Les prolongateurs — ou aerobars — sont probablement l’un des meilleurs upgrades qu’un triathlète peut ajouter à son vélo. Pour relativement peu cher, ils peuvent permettre d’aller plus vite… ou de rouler à la même vitesse avec moins d’effort.
Mais contrairement à ce que plusieurs pensent, simplement installer des prolongateurs ne vous transforme pas instantanément en machine aérodynamique.
Avant même de parler de watts, de vitesse ou de gains de temps, il y a quelque chose de beaucoup plus important : être confortable et en contrôle sur son vélo.
Avant tout : être à l'aise sur son vélo
Les prolongateurs changent beaucoup la façon de piloter.
Quand vous roulez en position aéro :
- vos mains sont plus loin des freins
- la direction devient plus sensible
- votre stabilité diminue un peu
- votre position est beaucoup plus fermée
Si vous êtes encore peu à l’aise en vélo, nerveux dans les descentes ou inconfortable en groupe, ajouter des aerobars trop tôt peut devenir plus risqué qu’utile.
Parce qu’au final, le but n’est pas seulement “d’avoir l’air aéro”. Le but, c’est d’être capable de :
- tenir la position longtemps
- rester détendu
- continuer à produire sa puissance normalement
- garder le contrôle du vélo
Quelqu’un qui passe seulement quelques minutes à la fois dans ses prolongateurs ne profitera pas énormément du gain théorique.
À l’inverse, un athlète capable de rester confortable en position aéro pendant plusieurs heures peut économiser énormément d’énergie.

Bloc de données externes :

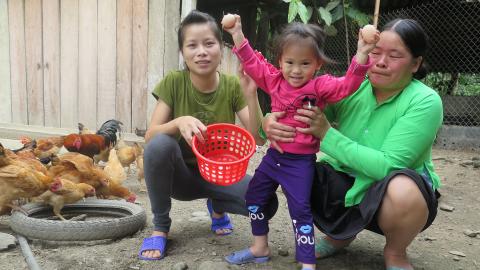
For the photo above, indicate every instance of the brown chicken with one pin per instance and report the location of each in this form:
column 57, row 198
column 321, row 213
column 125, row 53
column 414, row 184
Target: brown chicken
column 94, row 144
column 103, row 155
column 83, row 130
column 19, row 179
column 63, row 191
column 139, row 161
column 114, row 168
column 126, row 154
column 44, row 148
column 115, row 171
column 79, row 168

Pourquoi les prolongateurs rendent-ils plus rapides ?
À vélo, surtout passé environ 30 km/h, le principal ennemi devient l’air. Une énorme partie de l’énergie produite sert simplement à combattre la résistance aérodynamique.
Les prolongateurs permettent principalement :
- de rapprocher les bras
- d’abaisser le torse
- de réduire la surface frontale
- de rendre la position plus aérodynamique
Résultat : moins de traînée aérodynamique.

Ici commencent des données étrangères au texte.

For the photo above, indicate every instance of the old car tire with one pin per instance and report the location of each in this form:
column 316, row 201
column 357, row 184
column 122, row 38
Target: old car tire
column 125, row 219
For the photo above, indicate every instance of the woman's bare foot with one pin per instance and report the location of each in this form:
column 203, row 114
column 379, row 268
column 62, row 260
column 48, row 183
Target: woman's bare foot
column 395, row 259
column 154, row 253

Et ça peut représenter beaucoup.
Selon la position, la flexibilité et le bike fit, un setup avec prolongateurs peut économiser environ 15 à 40 watts comparativement à une position classique sur un vélo de route.
Les gains réels : combien de temps peut-on sauver ?
Évidemment, les chiffres varient énormément selon :
- la vitesse
- le vent
- le parcours
- la qualité de la position
- le temps réellement passé en position aéro
Donc non, ce n’est pas un “+5 km/h gratuit”.
Mais les gains restent très réels.
Athlète roulant autour de 30 km/h
Les gains typiques observés :
- environ 1 km/h plus rapide à effort égal
- ou la même vitesse pour moins d’énergie dépensée
Temps potentiellement sauvés :
- Sprint (20 km) : ~1 à 2 minutes
- Olympique (40 km) : ~2 à 4 minutes
- 70.3 (90 km) : ~5 à 10 minutes
Athlète roulant autour de 35 km/h
À cette vitesse, l’aérodynamisme devient encore plus important.
Temps potentiellement sauvés :
- Sprint : ~2 minutes
- Olympique : ~4 à 6 minutes
- 70.3 : ~8 à 15 minutes
- Ironman : ~10 à 20 minutes
Encore une fois, ça dépend énormément de la qualité de la position et de la capacité à la maintenir longtemps.
Mais attention : plus aéro ne veut pas toujours dire plus rapide
C’est probablement l’erreur la plus fréquente.
Une position trop agressive peut :
- réduire la puissance
- créer de l’inconfort
- fermer les hanches
- rendre l’alimentation plus difficile
- devenir impossible à tenir longtemps
Et une position intenable après 20 minutes n’est pas une bonne position.
Dans la vraie vie, une position légèrement moins agressive, mais confortable pendant 90 km, sera souvent plus rapide qu’une position ultra basse et impossible à maintenir.
Le meilleur setup est celui que vous êtes capable de tenir longtemps sans vous détruire.
Vélo de triathlon/contre-la-montre (ou TT bike)
C’est la machine la plus rapide quand elle est bien ajustée.
Le vélo est optimisé pour :
- une position plus stable en aéro
- une meilleure intégration du corps et du vélo
- un maintien plus facile sur longue distance
- une préservation des jambes pour la course à pied
Mais :
- plus coûteux
- moins polyvalent
- demande un bon fit pour être vraiment efficace
Et surtout : un vélo de route bien réglé avec prolongateurs peut parfois être plus performant qu’un TT bike mal ajusté.